Jeremiah Grossman: Mythbusting: Static Analysis Software Testing

Many Web security professionals believe that because Static Analysis Software Testing (SAST) has access to the source code and / or the binary of an application, it can deliver “100% code coverage.” Proponents of this assertion also claim that SAST therefore offers a more comprehensive vulnerability analysis than Dynamic Analysis Software Testing (DAST). This belief is a myth.

Arbitrarily declaring that one form of testing is superior to another is like saying that a household thermostat is better at measuring heat than a meat thermometer. Sure, both devices do measure heat, but that’s where the similarity ends. Source code access absolutely has its benefits, but just like comparing the functions of a room temperature gauge and a meat temperature thermometer, there are many other important distinctions between SAST and DAST that must be considered.

SAST and DAST should be used for different purposes, because they are adept at identifying different classes of vulnerabilities, and at different stages of the Software Development Life-Cycle (SDLC). That is precisely why SAST and DAST should be considered complementary, and NOT competitive with one another. As when performing most tasks, to achieve the best results you need to match the right tool for the job at hand.
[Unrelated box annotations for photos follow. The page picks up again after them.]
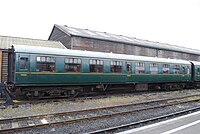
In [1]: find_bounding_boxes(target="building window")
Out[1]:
[90,60,103,73]
[150,63,158,74]
[20,57,28,69]
[174,65,180,74]
[65,58,81,72]
[36,56,56,72]
[163,64,170,74]
[126,63,132,73]
[135,62,144,74]
[110,61,122,73]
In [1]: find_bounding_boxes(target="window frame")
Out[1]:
[36,56,56,72]
[110,60,123,73]
[135,61,145,74]
[64,57,82,73]
[19,56,29,70]
[89,59,104,73]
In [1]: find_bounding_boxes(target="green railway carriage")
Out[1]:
[11,45,193,96]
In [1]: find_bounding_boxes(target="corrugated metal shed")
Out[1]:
[0,36,65,49]
[53,24,200,55]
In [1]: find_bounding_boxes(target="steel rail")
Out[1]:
[87,106,200,134]
[0,94,200,133]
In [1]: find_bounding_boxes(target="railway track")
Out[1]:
[87,106,200,134]
[0,94,200,133]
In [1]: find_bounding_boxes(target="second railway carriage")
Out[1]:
[9,45,194,97]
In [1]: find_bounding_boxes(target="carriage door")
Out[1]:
[18,55,30,83]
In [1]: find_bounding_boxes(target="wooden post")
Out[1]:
[0,50,2,83]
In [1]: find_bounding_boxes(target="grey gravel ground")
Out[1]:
[15,102,200,134]
[0,90,200,134]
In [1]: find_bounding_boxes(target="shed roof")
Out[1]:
[0,36,65,49]
[50,24,200,55]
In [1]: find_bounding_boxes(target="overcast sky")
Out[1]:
[0,0,200,50]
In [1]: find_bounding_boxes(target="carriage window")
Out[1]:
[65,58,81,72]
[135,62,144,74]
[110,61,122,73]
[90,60,103,73]
[150,63,158,74]
[163,64,170,74]
[20,57,28,69]
[36,56,56,72]
[197,67,200,74]
[182,66,190,74]
[174,65,180,74]
[126,63,131,73]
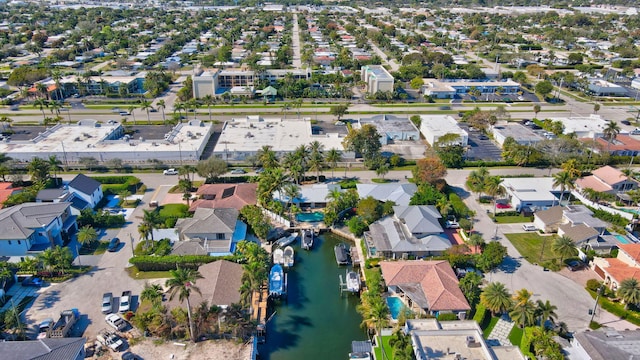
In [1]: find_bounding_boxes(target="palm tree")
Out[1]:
[553,171,576,205]
[165,267,202,342]
[484,176,505,216]
[324,149,342,179]
[156,100,167,123]
[618,278,640,309]
[551,235,577,263]
[536,300,558,327]
[140,283,162,308]
[602,120,620,151]
[480,282,511,315]
[140,100,151,125]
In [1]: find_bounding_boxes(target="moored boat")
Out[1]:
[269,264,284,297]
[276,232,298,247]
[273,249,284,265]
[283,246,295,268]
[333,243,349,265]
[347,270,360,293]
[302,229,313,250]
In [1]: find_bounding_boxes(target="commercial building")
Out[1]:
[213,116,354,161]
[354,115,420,145]
[360,65,394,94]
[422,79,520,99]
[420,115,469,146]
[0,120,213,165]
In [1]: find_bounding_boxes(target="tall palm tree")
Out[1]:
[140,100,151,125]
[156,99,167,123]
[140,283,162,308]
[602,120,620,151]
[553,171,576,205]
[324,149,342,179]
[165,267,202,341]
[480,282,512,315]
[618,278,640,309]
[536,300,558,327]
[551,235,578,263]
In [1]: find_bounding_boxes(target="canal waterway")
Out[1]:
[258,233,367,360]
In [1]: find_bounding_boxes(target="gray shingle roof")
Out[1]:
[0,202,71,240]
[69,174,100,195]
[0,338,86,360]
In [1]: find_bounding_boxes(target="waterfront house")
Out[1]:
[171,208,247,256]
[68,174,104,209]
[0,202,77,262]
[380,260,471,319]
[364,205,451,259]
[189,183,258,212]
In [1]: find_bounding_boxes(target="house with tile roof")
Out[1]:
[171,208,247,256]
[380,260,471,319]
[356,183,418,206]
[67,174,104,209]
[591,244,640,290]
[0,338,86,360]
[364,205,451,259]
[576,165,638,194]
[0,202,78,262]
[189,183,258,212]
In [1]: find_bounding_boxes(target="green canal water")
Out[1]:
[258,233,367,360]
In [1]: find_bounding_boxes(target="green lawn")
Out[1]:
[495,216,533,224]
[505,232,558,264]
[509,325,523,347]
[482,316,500,339]
[125,266,171,280]
[373,336,393,360]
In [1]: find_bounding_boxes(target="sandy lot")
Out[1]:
[96,340,251,360]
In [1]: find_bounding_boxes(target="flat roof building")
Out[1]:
[420,115,469,146]
[360,65,394,94]
[213,115,354,161]
[490,123,544,146]
[0,120,213,164]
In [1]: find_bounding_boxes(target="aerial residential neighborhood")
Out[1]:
[0,0,640,360]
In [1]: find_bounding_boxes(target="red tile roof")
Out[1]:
[380,260,471,311]
[189,183,258,211]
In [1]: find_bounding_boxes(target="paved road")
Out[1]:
[447,169,638,331]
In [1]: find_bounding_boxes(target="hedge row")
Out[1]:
[129,255,233,271]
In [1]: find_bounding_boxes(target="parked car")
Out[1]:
[102,293,113,314]
[567,260,584,271]
[118,291,131,313]
[107,238,120,252]
[104,314,127,331]
[22,276,42,287]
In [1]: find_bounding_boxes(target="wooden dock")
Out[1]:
[251,284,269,324]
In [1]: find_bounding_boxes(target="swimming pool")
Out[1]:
[387,296,404,320]
[616,235,631,244]
[296,211,324,222]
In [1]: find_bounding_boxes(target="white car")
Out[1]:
[104,314,127,331]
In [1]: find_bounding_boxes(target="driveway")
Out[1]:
[447,179,638,331]
[25,174,178,339]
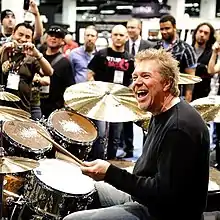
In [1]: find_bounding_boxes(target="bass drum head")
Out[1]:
[48,110,98,144]
[34,159,95,195]
[3,120,52,152]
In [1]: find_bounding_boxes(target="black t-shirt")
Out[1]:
[88,48,134,86]
[41,53,75,117]
[192,48,212,100]
[105,101,209,220]
[0,54,40,112]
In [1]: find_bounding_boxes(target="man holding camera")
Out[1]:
[0,0,43,45]
[0,23,53,112]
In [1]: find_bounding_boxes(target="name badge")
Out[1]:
[113,70,124,84]
[6,72,20,90]
[40,86,50,94]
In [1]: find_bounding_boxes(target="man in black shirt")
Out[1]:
[64,49,209,220]
[192,22,215,100]
[41,26,75,118]
[88,25,134,159]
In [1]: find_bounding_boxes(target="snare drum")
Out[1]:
[24,159,95,219]
[48,109,98,160]
[3,120,53,160]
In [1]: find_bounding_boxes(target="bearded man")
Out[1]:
[69,26,98,83]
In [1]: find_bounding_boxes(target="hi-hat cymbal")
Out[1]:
[190,96,220,122]
[178,73,202,84]
[0,157,40,174]
[0,106,31,121]
[64,81,150,122]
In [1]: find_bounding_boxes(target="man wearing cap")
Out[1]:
[0,22,53,112]
[0,0,43,44]
[39,26,75,118]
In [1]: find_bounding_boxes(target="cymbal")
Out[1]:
[0,91,20,102]
[64,81,150,122]
[0,106,31,121]
[178,73,202,85]
[190,96,220,122]
[0,157,40,174]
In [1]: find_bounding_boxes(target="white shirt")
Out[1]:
[129,36,141,55]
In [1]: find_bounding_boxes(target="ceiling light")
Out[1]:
[76,6,97,11]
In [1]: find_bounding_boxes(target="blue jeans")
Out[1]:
[63,182,154,220]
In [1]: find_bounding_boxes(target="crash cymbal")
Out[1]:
[0,157,40,174]
[64,81,150,122]
[0,106,31,121]
[178,73,202,84]
[190,96,220,122]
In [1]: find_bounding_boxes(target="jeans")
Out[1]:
[63,182,154,220]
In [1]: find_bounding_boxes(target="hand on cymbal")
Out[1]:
[81,159,110,181]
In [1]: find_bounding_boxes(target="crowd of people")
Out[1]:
[0,0,220,220]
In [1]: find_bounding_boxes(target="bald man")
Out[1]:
[125,18,154,56]
[63,34,79,57]
[88,25,134,159]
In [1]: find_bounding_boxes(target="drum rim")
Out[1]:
[47,108,99,146]
[31,158,96,197]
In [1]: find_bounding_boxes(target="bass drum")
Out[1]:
[24,159,96,219]
[48,109,98,160]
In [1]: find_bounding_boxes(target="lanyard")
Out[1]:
[8,52,24,74]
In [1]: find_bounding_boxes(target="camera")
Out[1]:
[23,0,30,11]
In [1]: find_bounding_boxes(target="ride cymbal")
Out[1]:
[0,157,40,174]
[190,96,220,122]
[178,73,202,85]
[64,81,150,122]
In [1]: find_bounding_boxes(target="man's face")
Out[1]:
[84,28,98,52]
[127,20,141,40]
[46,33,63,48]
[160,21,176,42]
[2,14,16,30]
[111,28,128,48]
[196,25,210,46]
[12,26,33,44]
[132,60,165,113]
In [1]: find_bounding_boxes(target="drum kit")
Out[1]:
[0,74,208,220]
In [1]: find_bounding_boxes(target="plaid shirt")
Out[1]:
[155,39,196,73]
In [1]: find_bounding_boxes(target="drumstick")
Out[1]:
[37,130,85,166]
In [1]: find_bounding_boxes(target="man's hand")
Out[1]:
[28,0,39,16]
[81,159,110,181]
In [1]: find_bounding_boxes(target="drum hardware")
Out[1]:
[37,131,85,166]
[64,81,149,122]
[0,85,20,102]
[23,159,96,219]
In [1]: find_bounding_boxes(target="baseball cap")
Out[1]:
[47,25,65,39]
[1,9,15,22]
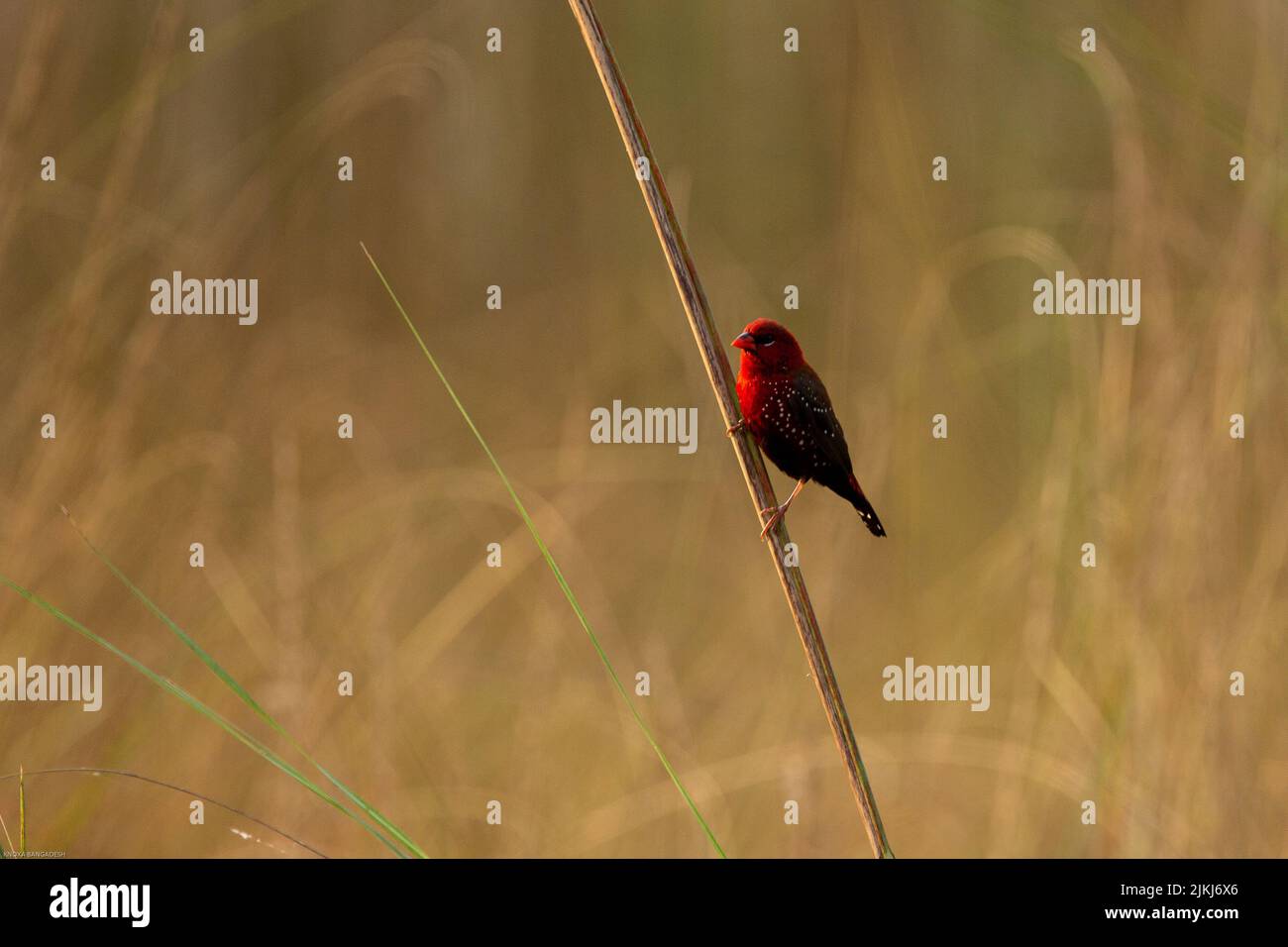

SAST Is the Better Choice During Code Writing & QA

SAST, for instance, is ideal for helping to reduce the number of security defects in an application introduced during the code writing and unit testing phases of SDLC. However, SAST products lack the ability to discover defects that are introduced during the requirement stage or just prior to deployment.

Nevertheless, many organizations have found value in SAST, because any amount of accurate vulnerability data that developers have as they write or commit code can mean the difference between fixing a vulnerability within days as opposed to weeks, months − or maybe never.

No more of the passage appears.